This section of the Service Manager configuration enables and configures the health check that the load balancer can perform on the active servers that have been added to the service. Should any servers in the service fail the health check the load balancer will no longer send them incoming connections. However, the load balancer will continue to perform health checks on the problem server as long as it is health checks are enabled and the load balancer will resume sending it connections when it passes a health check.
The following is an image of the Health Check configuration section of the Service Manager with the fields labelled and explained.
The Update button will save the configuration. It will not push the new configuration live to the load balancer. In order to push all new saved configuration (that is any new configuration for any aspect of the service) the Update Now button must be pushed from the first page of the Service Manager section.
The load balancer has the capability to perform one of two available checks on the members of the servers in the service by connecting to them and assessing the outcome in two different way. The two available connection types are connect and negotiate.
This is the simpler of the two tests. The server will simple initiate a connection on the configured port and classify the server as online and working if there is a correct response from the server before the expiry of the configured timeout period.
This health check is the same as running something like the following by hand to against a webserver:
netcat -v www.memset.com 80 www.memset.com [37.128.131.171] 80 (http) open
where a connection is requested on port 80 (line one) and a successful response is obtained (line 2). Once the load balancer receives the correct response the server has passed the health check.
This health check is only available for the HTTP and HTTPS connection types.
The load balancer performs this health check by requesting a file from the server and checking if that file contains a specific piece of text.
The file and the text are the parameters that are configured in the Request and Check string fields, with the Request being the name of the file and Check String being the text to search for.
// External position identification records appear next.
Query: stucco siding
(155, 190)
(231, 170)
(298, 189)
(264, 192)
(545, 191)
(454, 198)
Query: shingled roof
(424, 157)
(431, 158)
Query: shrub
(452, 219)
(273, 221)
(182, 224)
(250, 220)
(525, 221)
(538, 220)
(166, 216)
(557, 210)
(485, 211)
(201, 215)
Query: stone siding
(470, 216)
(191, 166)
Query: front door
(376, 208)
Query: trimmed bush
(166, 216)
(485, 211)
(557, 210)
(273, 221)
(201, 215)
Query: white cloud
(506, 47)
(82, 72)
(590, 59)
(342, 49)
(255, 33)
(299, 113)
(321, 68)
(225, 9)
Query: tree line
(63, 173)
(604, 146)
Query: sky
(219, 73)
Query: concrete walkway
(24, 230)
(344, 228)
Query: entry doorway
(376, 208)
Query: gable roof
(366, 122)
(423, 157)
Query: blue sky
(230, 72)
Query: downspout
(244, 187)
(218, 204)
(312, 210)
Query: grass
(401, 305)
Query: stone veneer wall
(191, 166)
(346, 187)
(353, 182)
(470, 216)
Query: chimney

A typical example of a file and a string are the home page, typically index.html, and a word that appears on the home page, in the example below this is "Welcome". The fields for this example configuration would look like the following:
A second common configuration for this health check is where a non-public facing (i.e. not viewable by the public) file is specified. This file is created by the server periodically after preforming an internal check and writing either "online" or "offline" to the file. The load balancer will then check for that word and only classify the server as active if the file contains that word.
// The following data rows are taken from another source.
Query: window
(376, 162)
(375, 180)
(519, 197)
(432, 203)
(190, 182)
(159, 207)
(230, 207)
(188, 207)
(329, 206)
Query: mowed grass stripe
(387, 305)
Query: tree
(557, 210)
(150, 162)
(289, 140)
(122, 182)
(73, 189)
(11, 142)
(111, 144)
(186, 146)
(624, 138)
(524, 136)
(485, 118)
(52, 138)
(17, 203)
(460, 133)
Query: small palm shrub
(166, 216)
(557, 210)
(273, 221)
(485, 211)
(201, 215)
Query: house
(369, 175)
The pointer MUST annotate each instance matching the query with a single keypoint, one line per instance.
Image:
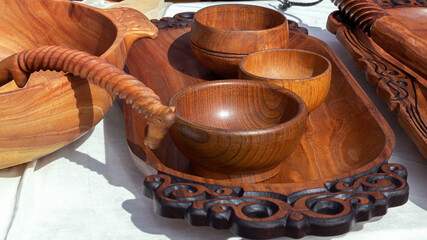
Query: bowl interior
(237, 105)
(239, 17)
(285, 64)
(29, 24)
Configuring the load balancer requires some moderately time consuming work. For this reason it is not desirable that each configuration change goes live immediately as the proper functioning of the cluster depends on all parts being correctly configured.
It is for this reason that the Update button will only save the new configuration but will not put it live. New configuration will only go live on the load balancer when the Update Now butting is clicked. This button is found on the first page of the Service Manager section but only when there is saved but not yet live configuration.